Below is an approximate comparison of LangID models:
| Feature | facebook/fasttext (2017) | papluca/xlm-roberta-base-language-detection (2021) | cis-lmu/glotlid (2024) | juliensimon/xlm-v-base-language-id (2023) | google/cld3 (2019) | langdetect (2014) |
|---|---|---|---|---|---|---|
| Type | Linear classifier | Transformer | Transformer | Transformer | Hybrid classifier | Linear classifier |
| Homepage | https://huggingface.co/facebook/fasttext-language-identification | https://huggingface.co/papluca/xlm-roberta-base-language-detection | https://huggingface.co/cis-lmu/glotlid | https://huggingface.co/juliensimon/xlm-v-base-language-id | https://github.com/google/cld3 | https://pypi.org/project/langdetect/ |
| Weight File | 1.18 GB | 1.14 GB | 1.69 GB | 3.11 GB | N/A (C++ library; no weight) | N/A (pure-Python; no weights) |
| Languages | 157 | 20 | 100+ | 102 (fine-tuned from FastText) | 47 | ~55 |
| Accuracy | Baseline | High | Very high | High | Good | Lower |
| Speed | Very fast | Moderate | Moderate | Moderate | Extremely fast | Very fast |
| Context Handling | Low | High | High | High | Medium | Low |
| Code-Switch Handling | Poor | Good | Improved | Good | Poor | Poor |
| Integration Ease | Very easy | Easy | Easy | Easy | Medium | Very easy |
| Best Use Case | Batch pipelines | Modern NLP workflows | Context-sensitive LID | Mid-sized multilingual LID | Embedded/browser use | Lightweight/non-critical tasks |
Next steps:
- Benchmark these on internal LangID test set (short, ambiguous, and mixed-language samples)
- Select top 1–2 candidates for an optional transformer-based transform
- Open a PR to integrate and document the new model(s)
Hi, @MaryamZahiri. Thank you. Great comparison table! Yes, the next steps are in the right direction.
hello team and @shahrokhDaijavad
I was testing the models which @MaryamZahiri mentioned on some internal and add on tests(I can share those if needed : ] ) .
My test results:
Model | Accuracy | Total Time (s) | Avg/sample (s)

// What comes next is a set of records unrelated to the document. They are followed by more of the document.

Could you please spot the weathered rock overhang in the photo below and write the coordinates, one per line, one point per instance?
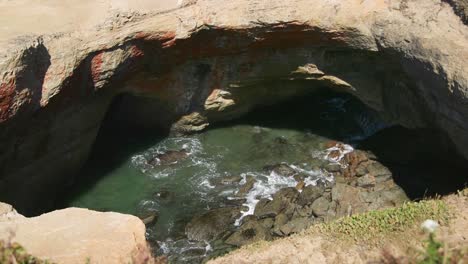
(190, 67)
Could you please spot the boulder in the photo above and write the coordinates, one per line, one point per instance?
(169, 157)
(320, 207)
(296, 225)
(310, 193)
(76, 236)
(283, 202)
(247, 186)
(280, 169)
(248, 233)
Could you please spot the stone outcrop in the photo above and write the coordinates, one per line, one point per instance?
(76, 235)
(405, 59)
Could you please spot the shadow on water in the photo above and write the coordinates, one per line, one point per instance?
(114, 144)
(423, 162)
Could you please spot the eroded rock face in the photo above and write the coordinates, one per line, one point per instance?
(76, 235)
(405, 59)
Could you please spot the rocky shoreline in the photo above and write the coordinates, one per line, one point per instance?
(360, 184)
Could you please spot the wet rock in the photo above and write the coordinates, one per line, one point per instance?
(296, 225)
(230, 180)
(248, 233)
(267, 222)
(163, 195)
(248, 218)
(334, 154)
(150, 218)
(247, 186)
(330, 144)
(395, 195)
(305, 211)
(362, 169)
(300, 185)
(348, 199)
(320, 207)
(310, 193)
(380, 172)
(280, 220)
(281, 140)
(281, 169)
(209, 225)
(283, 202)
(353, 160)
(366, 181)
(169, 157)
(333, 167)
(300, 177)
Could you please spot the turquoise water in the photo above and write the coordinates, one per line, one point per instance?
(121, 178)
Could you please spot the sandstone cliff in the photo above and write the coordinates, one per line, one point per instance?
(78, 236)
(203, 61)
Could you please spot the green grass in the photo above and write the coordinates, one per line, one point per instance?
(375, 224)
(15, 253)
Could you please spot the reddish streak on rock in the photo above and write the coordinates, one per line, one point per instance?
(152, 36)
(7, 91)
(136, 52)
(96, 67)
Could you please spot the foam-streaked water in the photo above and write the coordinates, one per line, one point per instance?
(296, 136)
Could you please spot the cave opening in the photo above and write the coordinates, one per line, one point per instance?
(183, 185)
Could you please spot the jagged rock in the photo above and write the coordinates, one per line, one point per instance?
(296, 225)
(320, 207)
(75, 235)
(230, 180)
(283, 202)
(281, 169)
(149, 218)
(57, 82)
(366, 181)
(310, 193)
(248, 233)
(247, 186)
(380, 172)
(169, 157)
(333, 167)
(209, 225)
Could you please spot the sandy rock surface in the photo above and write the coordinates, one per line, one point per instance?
(75, 235)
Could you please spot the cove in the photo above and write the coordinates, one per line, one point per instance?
(225, 166)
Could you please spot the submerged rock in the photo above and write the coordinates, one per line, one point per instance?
(247, 186)
(310, 193)
(211, 224)
(169, 157)
(280, 169)
(248, 233)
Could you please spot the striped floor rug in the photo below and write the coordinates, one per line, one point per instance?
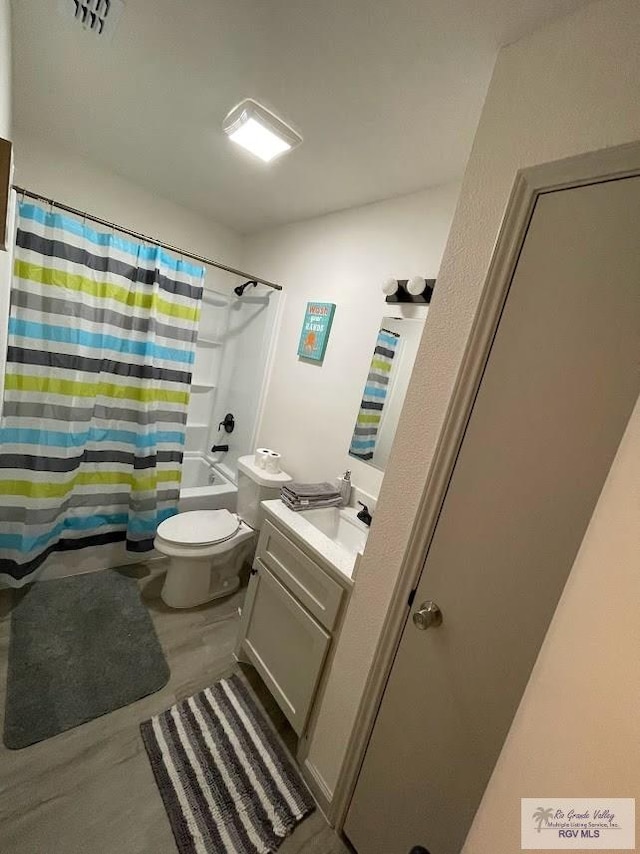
(227, 782)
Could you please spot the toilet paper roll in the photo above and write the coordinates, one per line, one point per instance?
(260, 458)
(273, 462)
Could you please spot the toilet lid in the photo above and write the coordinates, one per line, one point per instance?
(199, 527)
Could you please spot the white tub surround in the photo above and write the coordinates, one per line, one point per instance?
(204, 487)
(207, 548)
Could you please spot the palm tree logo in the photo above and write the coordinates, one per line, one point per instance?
(541, 815)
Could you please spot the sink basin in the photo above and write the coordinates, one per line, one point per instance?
(340, 525)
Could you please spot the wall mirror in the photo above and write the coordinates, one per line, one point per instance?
(385, 388)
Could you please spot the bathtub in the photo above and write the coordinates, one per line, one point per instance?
(203, 487)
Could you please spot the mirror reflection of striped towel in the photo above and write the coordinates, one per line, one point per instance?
(365, 433)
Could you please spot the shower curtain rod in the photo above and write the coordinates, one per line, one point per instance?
(209, 261)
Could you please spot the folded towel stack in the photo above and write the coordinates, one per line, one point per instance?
(308, 496)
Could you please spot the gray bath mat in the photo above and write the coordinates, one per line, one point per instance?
(80, 647)
(227, 782)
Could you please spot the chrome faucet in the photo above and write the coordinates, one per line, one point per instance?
(364, 514)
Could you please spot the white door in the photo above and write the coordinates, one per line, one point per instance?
(558, 388)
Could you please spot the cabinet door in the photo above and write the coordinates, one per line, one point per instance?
(284, 643)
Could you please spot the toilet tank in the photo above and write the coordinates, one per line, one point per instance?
(256, 485)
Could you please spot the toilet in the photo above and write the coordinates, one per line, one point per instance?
(207, 548)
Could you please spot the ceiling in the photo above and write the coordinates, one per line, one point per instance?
(386, 93)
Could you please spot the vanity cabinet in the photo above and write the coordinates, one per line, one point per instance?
(290, 611)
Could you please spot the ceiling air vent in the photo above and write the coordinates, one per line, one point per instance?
(96, 16)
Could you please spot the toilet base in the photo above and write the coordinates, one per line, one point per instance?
(193, 581)
(188, 597)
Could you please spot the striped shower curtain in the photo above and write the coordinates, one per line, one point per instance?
(365, 433)
(100, 352)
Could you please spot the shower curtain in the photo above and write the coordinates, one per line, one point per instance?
(365, 433)
(100, 352)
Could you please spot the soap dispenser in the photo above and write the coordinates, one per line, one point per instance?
(344, 488)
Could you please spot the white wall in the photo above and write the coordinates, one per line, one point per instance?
(341, 258)
(58, 174)
(5, 69)
(569, 88)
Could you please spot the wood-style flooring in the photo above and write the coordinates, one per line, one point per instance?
(90, 790)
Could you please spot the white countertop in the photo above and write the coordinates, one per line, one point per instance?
(327, 550)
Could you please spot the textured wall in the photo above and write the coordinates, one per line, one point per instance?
(569, 88)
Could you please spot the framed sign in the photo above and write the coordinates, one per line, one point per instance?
(315, 330)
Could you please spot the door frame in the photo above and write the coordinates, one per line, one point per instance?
(596, 167)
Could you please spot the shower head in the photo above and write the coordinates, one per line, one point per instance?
(240, 289)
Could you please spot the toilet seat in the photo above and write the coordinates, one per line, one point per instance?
(199, 528)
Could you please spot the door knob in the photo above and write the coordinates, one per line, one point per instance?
(427, 616)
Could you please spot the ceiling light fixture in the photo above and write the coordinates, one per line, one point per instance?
(258, 130)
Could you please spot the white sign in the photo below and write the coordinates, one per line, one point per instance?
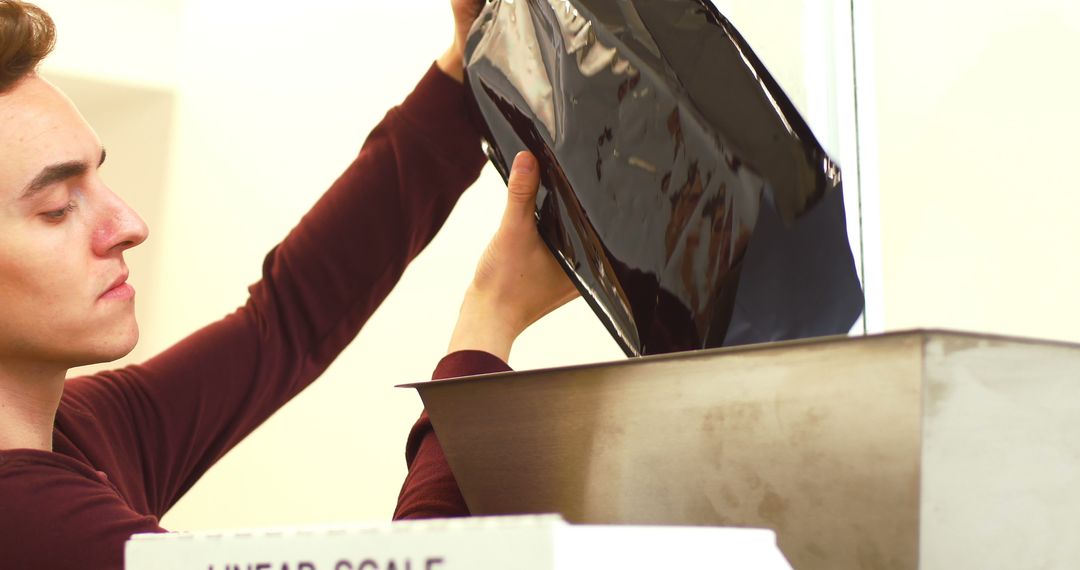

--------------------------------------------+----------+----------------+---------------
papluca/xlm-roberta-base-language-detection | 55.2% | 1.638 | 0.056
facebook/fasttext-language-identification | 69.0% | 0.001 | 0.000
juliensimon/xlm-v-base-language-id | 65.5% | 4.419 | 0.152
langdetect | 55.2% | 0.214 | 0.007
I mainly tested for:
-
Accuracy – Whether the model returns the correct ISO language code.
-
Speed – Both total runtime and average time per sample.
-
Short/Ambiguous Inputs – How well it handles single words or unclear tokens.
-
Context Awareness – Whether it uses full sentence context or just token frequencies.
-
Code-switching – Ability to handle mixed-language sentences in the same input.
-
Non-language Input Handling – How it treats numbers, punctuation, symbols, etc.
-
Named Entities & Borrowed Words – Detection of names, emojis, and words from other languages.

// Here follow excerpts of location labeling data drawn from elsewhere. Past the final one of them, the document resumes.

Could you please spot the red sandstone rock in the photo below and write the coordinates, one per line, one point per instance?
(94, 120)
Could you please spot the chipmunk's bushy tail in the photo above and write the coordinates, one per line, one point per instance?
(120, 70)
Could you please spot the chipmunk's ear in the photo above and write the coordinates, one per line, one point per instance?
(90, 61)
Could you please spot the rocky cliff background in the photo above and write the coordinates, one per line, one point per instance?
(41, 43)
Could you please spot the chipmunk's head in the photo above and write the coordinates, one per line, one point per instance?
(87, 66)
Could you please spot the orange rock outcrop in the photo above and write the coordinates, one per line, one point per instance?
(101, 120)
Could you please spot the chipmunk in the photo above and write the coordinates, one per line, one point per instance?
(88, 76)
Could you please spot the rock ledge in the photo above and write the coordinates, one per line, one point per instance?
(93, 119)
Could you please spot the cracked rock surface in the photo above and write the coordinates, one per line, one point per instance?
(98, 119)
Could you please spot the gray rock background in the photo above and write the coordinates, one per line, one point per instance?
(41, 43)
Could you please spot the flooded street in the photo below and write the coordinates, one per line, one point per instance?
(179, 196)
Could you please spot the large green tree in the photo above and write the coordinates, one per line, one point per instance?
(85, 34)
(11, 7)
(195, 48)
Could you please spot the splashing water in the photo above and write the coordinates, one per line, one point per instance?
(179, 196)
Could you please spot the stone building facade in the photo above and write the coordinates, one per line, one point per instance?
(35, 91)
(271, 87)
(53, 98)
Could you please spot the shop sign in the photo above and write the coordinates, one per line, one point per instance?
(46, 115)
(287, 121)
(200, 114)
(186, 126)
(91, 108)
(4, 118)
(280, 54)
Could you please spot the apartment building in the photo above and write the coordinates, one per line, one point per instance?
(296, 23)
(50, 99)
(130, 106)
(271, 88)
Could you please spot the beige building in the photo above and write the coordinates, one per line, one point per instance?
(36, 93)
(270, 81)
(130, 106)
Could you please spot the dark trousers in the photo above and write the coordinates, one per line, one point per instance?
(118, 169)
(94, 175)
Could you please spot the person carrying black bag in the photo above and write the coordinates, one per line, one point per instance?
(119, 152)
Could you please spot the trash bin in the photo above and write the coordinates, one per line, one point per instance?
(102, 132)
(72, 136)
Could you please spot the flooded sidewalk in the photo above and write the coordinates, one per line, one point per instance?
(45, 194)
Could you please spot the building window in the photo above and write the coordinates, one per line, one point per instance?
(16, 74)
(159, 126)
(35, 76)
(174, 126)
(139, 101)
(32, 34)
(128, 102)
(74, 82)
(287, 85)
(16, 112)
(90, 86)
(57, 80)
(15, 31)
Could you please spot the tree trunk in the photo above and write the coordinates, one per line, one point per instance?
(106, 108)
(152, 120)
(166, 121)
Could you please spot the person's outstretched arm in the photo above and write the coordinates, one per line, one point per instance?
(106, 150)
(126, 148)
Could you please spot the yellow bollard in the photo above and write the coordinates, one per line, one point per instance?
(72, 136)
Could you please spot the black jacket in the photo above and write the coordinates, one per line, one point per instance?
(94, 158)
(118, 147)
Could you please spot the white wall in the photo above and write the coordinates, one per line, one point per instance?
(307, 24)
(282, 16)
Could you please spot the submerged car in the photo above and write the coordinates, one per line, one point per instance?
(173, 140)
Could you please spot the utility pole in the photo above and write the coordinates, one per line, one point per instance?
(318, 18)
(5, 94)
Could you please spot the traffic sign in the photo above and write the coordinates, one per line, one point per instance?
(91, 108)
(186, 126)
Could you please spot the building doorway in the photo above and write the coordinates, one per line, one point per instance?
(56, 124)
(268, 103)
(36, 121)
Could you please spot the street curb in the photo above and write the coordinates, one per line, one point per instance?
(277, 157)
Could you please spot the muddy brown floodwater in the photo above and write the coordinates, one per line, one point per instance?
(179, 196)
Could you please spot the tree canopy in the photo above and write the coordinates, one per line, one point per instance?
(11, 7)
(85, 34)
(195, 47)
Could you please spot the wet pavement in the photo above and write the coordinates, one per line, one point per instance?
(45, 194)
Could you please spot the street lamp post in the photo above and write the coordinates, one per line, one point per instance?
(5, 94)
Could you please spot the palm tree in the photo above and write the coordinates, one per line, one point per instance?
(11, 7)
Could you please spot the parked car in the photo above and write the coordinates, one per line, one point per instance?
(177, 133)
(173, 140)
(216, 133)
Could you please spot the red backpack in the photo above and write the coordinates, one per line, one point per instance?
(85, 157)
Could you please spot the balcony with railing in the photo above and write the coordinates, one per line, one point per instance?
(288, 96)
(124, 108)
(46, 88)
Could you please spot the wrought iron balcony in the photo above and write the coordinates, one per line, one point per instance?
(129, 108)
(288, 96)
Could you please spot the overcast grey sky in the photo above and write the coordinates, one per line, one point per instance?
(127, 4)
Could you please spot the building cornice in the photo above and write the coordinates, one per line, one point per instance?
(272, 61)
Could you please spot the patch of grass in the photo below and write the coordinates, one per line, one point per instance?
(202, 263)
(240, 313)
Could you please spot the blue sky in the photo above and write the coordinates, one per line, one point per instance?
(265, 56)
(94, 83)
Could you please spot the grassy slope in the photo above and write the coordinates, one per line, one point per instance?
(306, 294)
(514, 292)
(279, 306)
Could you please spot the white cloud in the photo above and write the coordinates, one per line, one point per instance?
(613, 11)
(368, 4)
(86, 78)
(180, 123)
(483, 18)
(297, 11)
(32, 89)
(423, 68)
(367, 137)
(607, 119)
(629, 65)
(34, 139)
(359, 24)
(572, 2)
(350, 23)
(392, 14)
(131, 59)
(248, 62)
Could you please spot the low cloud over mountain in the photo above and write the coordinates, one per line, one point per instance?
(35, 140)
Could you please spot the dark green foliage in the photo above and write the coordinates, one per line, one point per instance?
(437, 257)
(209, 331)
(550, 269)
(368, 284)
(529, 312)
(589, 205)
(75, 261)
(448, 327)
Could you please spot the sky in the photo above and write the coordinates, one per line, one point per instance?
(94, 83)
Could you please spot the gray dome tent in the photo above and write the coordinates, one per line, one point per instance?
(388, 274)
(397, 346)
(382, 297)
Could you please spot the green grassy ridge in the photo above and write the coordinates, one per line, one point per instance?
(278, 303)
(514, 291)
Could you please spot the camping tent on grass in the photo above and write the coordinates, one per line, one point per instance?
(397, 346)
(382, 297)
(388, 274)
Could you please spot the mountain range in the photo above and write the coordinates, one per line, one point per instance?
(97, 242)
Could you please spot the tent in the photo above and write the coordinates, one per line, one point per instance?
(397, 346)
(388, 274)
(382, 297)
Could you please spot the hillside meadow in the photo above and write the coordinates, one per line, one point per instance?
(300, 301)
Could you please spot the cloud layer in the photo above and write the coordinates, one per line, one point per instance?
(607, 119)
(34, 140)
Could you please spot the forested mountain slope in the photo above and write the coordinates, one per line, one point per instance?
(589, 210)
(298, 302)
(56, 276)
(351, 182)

TL;DR: facebook/fasttext although old is still Insane for the time it takes and the size it has. Sure juliensimon/xlm-v-base-language-id is almost similar on performance with facebook/fasttextwith performing on similar or slightly worse on a few tests but very similar. But again the speed of facebook/fasttext is on a different league and is way faster than juliensimon/xlm-v-base-language-id and then the size of the later is more than the other one.

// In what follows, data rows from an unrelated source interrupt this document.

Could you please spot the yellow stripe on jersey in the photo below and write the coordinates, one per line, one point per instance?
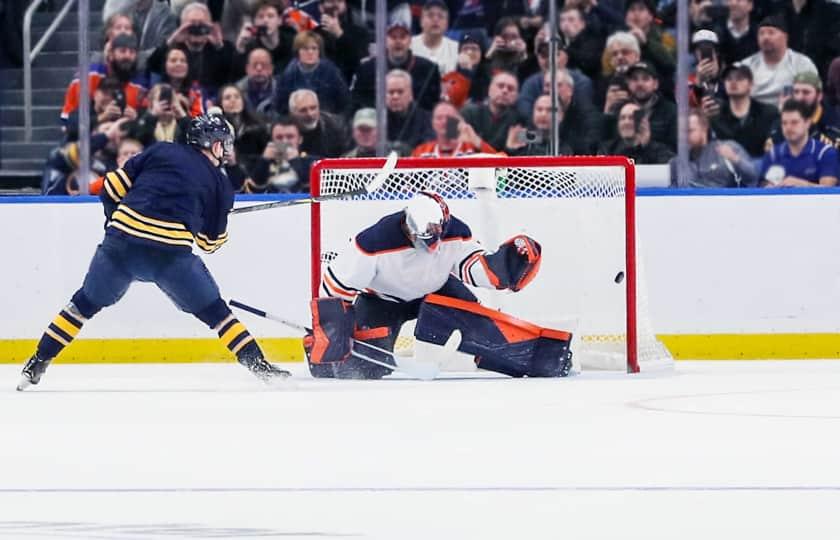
(208, 245)
(139, 225)
(68, 327)
(128, 230)
(152, 221)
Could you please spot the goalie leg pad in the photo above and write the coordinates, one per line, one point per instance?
(501, 343)
(515, 264)
(378, 322)
(331, 340)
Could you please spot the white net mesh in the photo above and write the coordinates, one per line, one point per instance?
(576, 212)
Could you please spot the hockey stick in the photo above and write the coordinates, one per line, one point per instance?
(418, 370)
(373, 185)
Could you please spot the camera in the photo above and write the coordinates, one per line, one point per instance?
(199, 30)
(165, 93)
(452, 127)
(119, 98)
(638, 117)
(529, 137)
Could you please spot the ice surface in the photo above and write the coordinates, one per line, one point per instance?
(718, 450)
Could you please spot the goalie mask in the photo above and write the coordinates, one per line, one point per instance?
(426, 220)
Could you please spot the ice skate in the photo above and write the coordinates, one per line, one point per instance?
(32, 372)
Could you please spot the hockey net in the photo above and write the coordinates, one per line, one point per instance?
(582, 211)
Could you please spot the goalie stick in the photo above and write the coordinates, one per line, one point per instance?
(373, 185)
(418, 370)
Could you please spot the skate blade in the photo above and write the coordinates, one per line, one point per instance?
(23, 384)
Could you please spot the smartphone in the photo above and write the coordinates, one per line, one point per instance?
(638, 117)
(452, 128)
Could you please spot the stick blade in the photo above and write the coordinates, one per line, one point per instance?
(382, 175)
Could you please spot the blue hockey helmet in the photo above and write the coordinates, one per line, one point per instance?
(206, 129)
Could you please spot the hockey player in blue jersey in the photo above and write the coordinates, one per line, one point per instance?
(156, 206)
(414, 264)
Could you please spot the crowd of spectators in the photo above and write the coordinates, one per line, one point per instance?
(296, 80)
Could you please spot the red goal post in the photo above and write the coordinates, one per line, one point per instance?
(583, 194)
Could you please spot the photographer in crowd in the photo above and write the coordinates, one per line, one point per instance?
(634, 139)
(522, 141)
(712, 163)
(210, 57)
(282, 167)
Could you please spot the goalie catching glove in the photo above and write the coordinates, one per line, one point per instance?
(515, 264)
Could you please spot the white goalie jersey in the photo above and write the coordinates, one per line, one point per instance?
(382, 261)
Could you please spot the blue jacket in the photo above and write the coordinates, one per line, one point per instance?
(325, 80)
(168, 196)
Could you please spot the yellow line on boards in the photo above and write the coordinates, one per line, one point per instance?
(182, 350)
(128, 351)
(752, 346)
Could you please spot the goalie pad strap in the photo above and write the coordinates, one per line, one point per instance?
(367, 334)
(333, 321)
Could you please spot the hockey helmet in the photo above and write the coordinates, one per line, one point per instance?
(206, 129)
(426, 220)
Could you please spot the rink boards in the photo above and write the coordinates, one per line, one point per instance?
(748, 276)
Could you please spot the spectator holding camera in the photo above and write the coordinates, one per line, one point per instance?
(165, 120)
(507, 50)
(259, 86)
(250, 134)
(583, 45)
(825, 122)
(643, 85)
(268, 33)
(152, 21)
(209, 56)
(799, 161)
(533, 86)
(739, 35)
(121, 66)
(621, 51)
(741, 118)
(522, 141)
(582, 122)
(657, 46)
(775, 65)
(491, 119)
(453, 136)
(408, 123)
(282, 167)
(425, 74)
(323, 134)
(432, 42)
(634, 138)
(712, 163)
(311, 71)
(176, 73)
(705, 82)
(364, 134)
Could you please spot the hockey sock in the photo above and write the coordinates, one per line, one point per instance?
(61, 331)
(237, 339)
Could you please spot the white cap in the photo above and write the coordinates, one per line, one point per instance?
(704, 35)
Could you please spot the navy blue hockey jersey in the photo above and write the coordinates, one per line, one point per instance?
(169, 196)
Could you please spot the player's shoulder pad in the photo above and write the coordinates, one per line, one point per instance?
(384, 235)
(457, 229)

Till now facebook/fasttext is pretty much dominating the tests along with mindblowing speeds .
I am yet to test cis-lmu/glotlid and google/cld3 due to some installation issue will check again . I think espeically google/cld3 will be interesting to see as it is a CPP library . Will update soon :)
Also let me know if any other model to be tested?